«Wenn sich die Preise noch eine Weile so halten für Pflanzenöle und für Getreide, dann wird sich das innerhalb einiger Monate sicherlich in den Lebensmittelpreisen auch im Supermarkt niederschlagen», sagte der Vorstandsvorsitzende des Vereins der
Getreidehändler der Hamburger Börse, Thorsten Tiedemann, der Deutschen Presse-Agentur.
Zwar haben
Rohstoffpreise bei Backwaren nur einen geringen Anteil am Verkaufspreis. «Aber die
Fleischproduktion wird sicherlich teurer werden durch Futter», sagte Tiedemann. Auch bei Produkten wie Mehl und
Pflanzenöl dürfte der Weltmarkttrend nach seiner Einschätzung auf die
Verbraucherpreise durchschlagen.
Die Welternährungsorganisation
FAO beobachtet seit geraumer Zeit steigende Preise bei praktisch allen Agrarrohstoffen. Unter dem Strich lag der FAO-Preisindex für
Nahrungsmittel nach jüngsten Daten im April 31 Prozent über dem Vorjahreswert, nach elf monatlichen Anstiegen in Folge sei inzwischen der höchste Stand seit sieben Jahren erreicht.
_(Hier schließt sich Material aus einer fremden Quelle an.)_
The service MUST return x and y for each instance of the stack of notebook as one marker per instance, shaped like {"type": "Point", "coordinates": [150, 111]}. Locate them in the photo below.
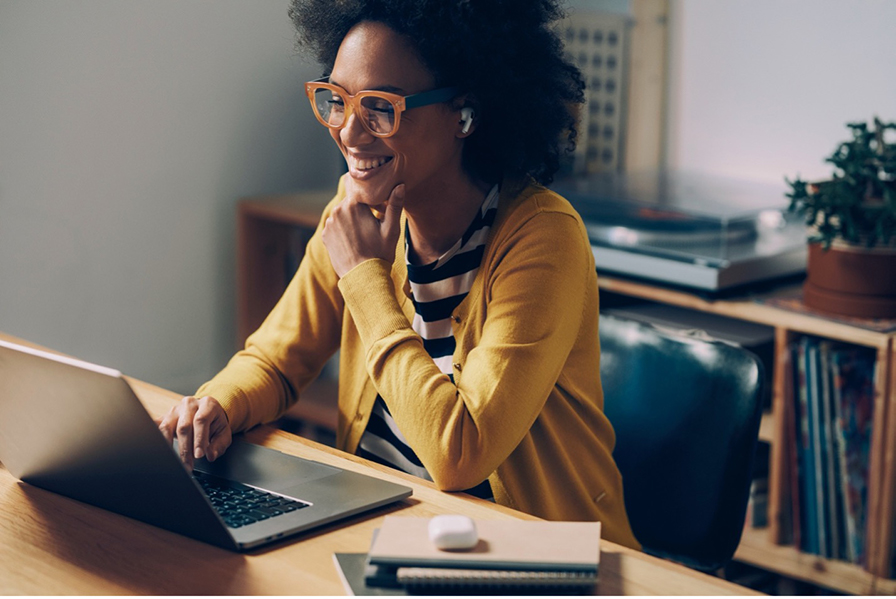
{"type": "Point", "coordinates": [511, 557]}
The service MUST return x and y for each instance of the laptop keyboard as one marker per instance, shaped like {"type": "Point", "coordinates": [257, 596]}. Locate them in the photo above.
{"type": "Point", "coordinates": [239, 504]}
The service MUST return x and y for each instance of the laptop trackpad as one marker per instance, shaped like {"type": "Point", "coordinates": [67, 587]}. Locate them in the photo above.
{"type": "Point", "coordinates": [262, 467]}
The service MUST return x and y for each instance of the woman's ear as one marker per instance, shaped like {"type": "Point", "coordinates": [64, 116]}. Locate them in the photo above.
{"type": "Point", "coordinates": [468, 116]}
{"type": "Point", "coordinates": [466, 120]}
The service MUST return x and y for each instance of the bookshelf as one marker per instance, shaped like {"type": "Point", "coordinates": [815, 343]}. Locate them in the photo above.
{"type": "Point", "coordinates": [763, 547]}
{"type": "Point", "coordinates": [272, 234]}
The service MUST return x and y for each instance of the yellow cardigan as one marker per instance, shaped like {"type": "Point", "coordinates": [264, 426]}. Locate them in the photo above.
{"type": "Point", "coordinates": [525, 409]}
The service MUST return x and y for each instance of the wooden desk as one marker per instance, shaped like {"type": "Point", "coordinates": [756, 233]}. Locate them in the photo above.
{"type": "Point", "coordinates": [51, 545]}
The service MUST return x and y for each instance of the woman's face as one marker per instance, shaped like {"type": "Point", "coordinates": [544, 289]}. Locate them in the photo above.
{"type": "Point", "coordinates": [425, 150]}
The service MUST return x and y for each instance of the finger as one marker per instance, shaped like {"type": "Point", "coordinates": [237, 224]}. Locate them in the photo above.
{"type": "Point", "coordinates": [392, 219]}
{"type": "Point", "coordinates": [185, 430]}
{"type": "Point", "coordinates": [220, 441]}
{"type": "Point", "coordinates": [167, 424]}
{"type": "Point", "coordinates": [202, 426]}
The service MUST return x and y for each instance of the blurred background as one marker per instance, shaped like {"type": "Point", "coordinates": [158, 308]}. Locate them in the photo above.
{"type": "Point", "coordinates": [130, 129]}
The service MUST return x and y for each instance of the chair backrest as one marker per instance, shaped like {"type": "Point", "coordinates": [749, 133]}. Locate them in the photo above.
{"type": "Point", "coordinates": [686, 413]}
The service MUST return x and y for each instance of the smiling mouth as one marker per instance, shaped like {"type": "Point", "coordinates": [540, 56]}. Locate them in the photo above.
{"type": "Point", "coordinates": [368, 164]}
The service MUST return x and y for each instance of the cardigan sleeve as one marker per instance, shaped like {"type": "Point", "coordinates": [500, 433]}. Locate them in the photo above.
{"type": "Point", "coordinates": [290, 348]}
{"type": "Point", "coordinates": [463, 430]}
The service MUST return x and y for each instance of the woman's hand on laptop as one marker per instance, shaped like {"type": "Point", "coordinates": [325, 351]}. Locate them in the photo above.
{"type": "Point", "coordinates": [201, 427]}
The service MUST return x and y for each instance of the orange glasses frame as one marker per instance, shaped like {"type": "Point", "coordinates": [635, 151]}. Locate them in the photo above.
{"type": "Point", "coordinates": [399, 103]}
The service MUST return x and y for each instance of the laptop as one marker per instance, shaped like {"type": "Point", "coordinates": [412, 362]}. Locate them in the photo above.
{"type": "Point", "coordinates": [78, 429]}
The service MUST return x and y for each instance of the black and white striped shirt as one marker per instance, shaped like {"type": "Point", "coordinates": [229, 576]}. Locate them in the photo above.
{"type": "Point", "coordinates": [437, 289]}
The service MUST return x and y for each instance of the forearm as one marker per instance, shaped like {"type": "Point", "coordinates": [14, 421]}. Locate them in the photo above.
{"type": "Point", "coordinates": [461, 432]}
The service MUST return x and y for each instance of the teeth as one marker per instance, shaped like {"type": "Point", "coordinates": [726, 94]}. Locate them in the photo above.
{"type": "Point", "coordinates": [365, 164]}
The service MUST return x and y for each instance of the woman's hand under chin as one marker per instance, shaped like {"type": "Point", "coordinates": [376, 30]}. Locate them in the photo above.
{"type": "Point", "coordinates": [352, 234]}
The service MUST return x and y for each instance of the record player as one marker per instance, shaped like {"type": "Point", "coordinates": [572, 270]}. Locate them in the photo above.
{"type": "Point", "coordinates": [688, 229]}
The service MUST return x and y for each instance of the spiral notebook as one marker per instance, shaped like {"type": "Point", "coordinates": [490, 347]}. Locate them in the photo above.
{"type": "Point", "coordinates": [512, 556]}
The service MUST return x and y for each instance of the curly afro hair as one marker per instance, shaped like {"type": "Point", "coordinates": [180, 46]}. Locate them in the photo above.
{"type": "Point", "coordinates": [503, 52]}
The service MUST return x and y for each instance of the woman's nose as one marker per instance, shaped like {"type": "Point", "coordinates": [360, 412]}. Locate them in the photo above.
{"type": "Point", "coordinates": [353, 133]}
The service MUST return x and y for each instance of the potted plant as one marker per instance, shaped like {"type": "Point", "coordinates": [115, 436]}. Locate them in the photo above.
{"type": "Point", "coordinates": [852, 218]}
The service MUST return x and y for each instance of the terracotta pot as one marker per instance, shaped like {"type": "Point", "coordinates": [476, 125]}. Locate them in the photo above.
{"type": "Point", "coordinates": [852, 280]}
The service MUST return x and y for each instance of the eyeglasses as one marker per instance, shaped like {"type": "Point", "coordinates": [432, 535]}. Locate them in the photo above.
{"type": "Point", "coordinates": [379, 112]}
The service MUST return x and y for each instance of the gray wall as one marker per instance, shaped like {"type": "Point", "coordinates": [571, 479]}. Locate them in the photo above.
{"type": "Point", "coordinates": [128, 130]}
{"type": "Point", "coordinates": [761, 89]}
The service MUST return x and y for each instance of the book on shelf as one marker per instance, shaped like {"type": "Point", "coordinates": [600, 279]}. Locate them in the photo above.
{"type": "Point", "coordinates": [757, 505]}
{"type": "Point", "coordinates": [832, 398]}
{"type": "Point", "coordinates": [510, 557]}
{"type": "Point", "coordinates": [806, 469]}
{"type": "Point", "coordinates": [818, 441]}
{"type": "Point", "coordinates": [854, 370]}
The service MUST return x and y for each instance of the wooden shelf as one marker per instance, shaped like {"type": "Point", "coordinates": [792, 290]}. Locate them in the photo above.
{"type": "Point", "coordinates": [756, 549]}
{"type": "Point", "coordinates": [272, 233]}
{"type": "Point", "coordinates": [767, 428]}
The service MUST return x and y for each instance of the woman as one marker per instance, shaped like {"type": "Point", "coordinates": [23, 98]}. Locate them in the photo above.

Besonders ausgeprägt ist der Trend bei Ölsaaten, wo das
Preisniveau gegenüber April 2020 inzwischen doppelte Höhe erreicht hat. Befeuert wird diese Entwicklung aus Sicht der FAO auch von der Nachfrage der Hersteller von Biokraftstoffen.
«Erwartet hat man schon lange, dass irgendwas passieren wird in den Preisen aufgrund der hohen
Liquidität und auch teilweise aufgrund der Engpässe, die in der Wirtschaft entstehen durch Corona-Einschränkungen», sagte Tiedemann. Nach einer «ganz komfortablen Angebots- und Nachfragesituation im Getreide- und Ölsaatenmarkt» sei nun «durch ein paar schlechtere Ernten mit einhergehendem Bestandsabbau etwas aus den Fugen geraten».
Hinzu komme, dass in Regionen mit stärkerem Wachstum nach der Corona-Rezession die Nachfrage anziehe. «Dann kommen noch ein paar Wettermeldungen hinzu, in Brasilien laufen wir auf eine relativ schlechte Ernte hinaus, und dann gehen die Märkte natürlich sehr stark nach oben.»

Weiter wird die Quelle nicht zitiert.